There is a lot of unexploited potential in using data-driven and self-learning methods to dramatically improve automatic decision-making and control in complex industrial systems. So far, and on a relatively small scale, these methods have demonstrated some potential to achieve performance gains for the automated tuning of complex distributed systems. However, many difficult questions and challenges remain in relation to how to design methods and organise their deployment and operation into large-scale real-world systems. For systematic and scalable integration of state-of-the-art machine learning into such systems, we propose a structured architectural approach.
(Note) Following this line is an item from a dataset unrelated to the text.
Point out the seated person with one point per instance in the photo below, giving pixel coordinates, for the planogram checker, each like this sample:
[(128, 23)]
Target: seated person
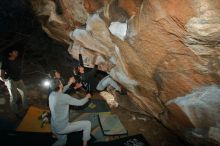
[(90, 83), (59, 108)]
To understand the essential elements of this architecture, we identify a set of foundational challenges and then derive a set of five research questions. These questions drill into the essential and complex interdependency between data streams, self-learning algorithms that never stop learning and the supporting reference and run-time architectural structures. While there is a need for traditional one-shot supervised models, pushing the technical boundaries of automating all classes of machine learning model training will require a continual approach. 

To support continual learning, real-time data streams are complemented with accurate synthetic data generated for use in model training. By developing and integrating advanced simulations, models can be trained before deployment into a live system, for which system accuracy is then measured quantitatively in realistic scenarios. Reinforcement learning, exploring an action space and qualifying effective dynamic action combinations, is here employed for effective network policy learning. While single-agent and centralised model training may be appropriate in some cases, distributed multi-agent self-learning is essential in industrial scale systems, and thus such a scalable and energy-efficient approach is developed, implemented and analysed in detail. 

Energy usage minimisation in software and hardware intense communication systems, such as the 5G radio access system, is an important and difficult problem in its own right. Our work has focused on energy-aware approaches to applying self-learning methods both to energy reduction applications and algorithms. Using this approach, we can demonstrate clear energy savings while at the same time improving system performance.

Perhaps most importantly, our work attempts to form an understanding of the broader industrial system issues of applying self-learning approaches at scale. Our results take some clear, formative, steps towards large-scale industrialisation of self-learning approaches in communication systems such as 5G.